That’s because there’s often great opportunities for higher leverage that can increase traffic expontentially.
Instead of toiling away at trying 101 ways to bump tiny conversion rates, focus on potential ‘big win’s in customer acquisition and lead generation instead.
Where to start?
You could spend a few minutes looking at Google’s Customer Journey to Online Purchase tool, which will show you where and how individual channels influence your own customer’s journey.
Otherwise, search (both organic and paid) historically drives the most new customers. So that’s as good a place as any to start.
For example, had a new website redesign lately?
You’ve likely got some crawl errors then, like missing meta descriptions which might be impacting the amount of people clicking on your pages from Google Search Engine Result Pages (SERPs).
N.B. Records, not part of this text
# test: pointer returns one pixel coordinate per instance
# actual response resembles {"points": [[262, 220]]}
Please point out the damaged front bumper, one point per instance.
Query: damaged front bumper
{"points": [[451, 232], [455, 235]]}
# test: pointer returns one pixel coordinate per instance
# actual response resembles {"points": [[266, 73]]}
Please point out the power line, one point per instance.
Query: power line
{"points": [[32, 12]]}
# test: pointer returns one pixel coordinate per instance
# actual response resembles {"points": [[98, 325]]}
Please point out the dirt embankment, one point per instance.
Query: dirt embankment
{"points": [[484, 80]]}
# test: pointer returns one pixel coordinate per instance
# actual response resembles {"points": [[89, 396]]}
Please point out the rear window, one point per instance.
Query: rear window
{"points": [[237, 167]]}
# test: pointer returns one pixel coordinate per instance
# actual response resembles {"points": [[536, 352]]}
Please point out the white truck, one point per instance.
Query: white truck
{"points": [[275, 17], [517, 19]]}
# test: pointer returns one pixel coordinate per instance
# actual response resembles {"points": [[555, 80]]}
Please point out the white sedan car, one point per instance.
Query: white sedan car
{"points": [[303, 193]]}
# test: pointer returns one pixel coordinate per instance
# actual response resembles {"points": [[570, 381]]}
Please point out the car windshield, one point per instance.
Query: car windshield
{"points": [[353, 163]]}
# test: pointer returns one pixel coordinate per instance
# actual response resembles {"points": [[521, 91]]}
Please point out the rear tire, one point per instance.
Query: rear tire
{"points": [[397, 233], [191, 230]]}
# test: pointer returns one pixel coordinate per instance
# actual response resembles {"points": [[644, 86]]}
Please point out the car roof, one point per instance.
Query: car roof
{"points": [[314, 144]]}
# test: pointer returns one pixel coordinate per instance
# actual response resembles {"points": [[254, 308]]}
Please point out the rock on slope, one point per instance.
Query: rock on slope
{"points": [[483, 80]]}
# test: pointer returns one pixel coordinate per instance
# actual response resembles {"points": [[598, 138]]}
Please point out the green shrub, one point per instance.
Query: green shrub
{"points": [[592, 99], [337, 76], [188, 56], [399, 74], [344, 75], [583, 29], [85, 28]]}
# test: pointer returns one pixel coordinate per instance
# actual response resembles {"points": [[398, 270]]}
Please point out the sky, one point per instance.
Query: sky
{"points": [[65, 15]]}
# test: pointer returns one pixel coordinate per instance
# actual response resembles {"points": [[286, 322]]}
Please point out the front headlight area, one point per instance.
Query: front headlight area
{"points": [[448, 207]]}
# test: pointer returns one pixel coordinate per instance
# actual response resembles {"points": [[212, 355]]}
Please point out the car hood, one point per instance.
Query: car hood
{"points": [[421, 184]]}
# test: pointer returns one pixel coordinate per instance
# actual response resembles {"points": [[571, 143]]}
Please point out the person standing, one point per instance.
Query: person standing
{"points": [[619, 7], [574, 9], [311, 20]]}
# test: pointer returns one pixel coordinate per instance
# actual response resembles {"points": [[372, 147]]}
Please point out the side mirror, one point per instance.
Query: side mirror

Simple tools like Moz.com or Screaming Frog can help you uncover these quickly.
Another SEO-related technical problem (that just so happens to also affect conversions) is speed.
For example, eCommerce companies might lose half of their traffic if a page fails to load in under 3 seconds. While 75% of mobile traffic might bounce if it doesn’t load in 5 seconds.
Google’s PageSpeed Insights will immediately give you feedback on how your Desktop and Mobile experiences stack up, and how they can improve.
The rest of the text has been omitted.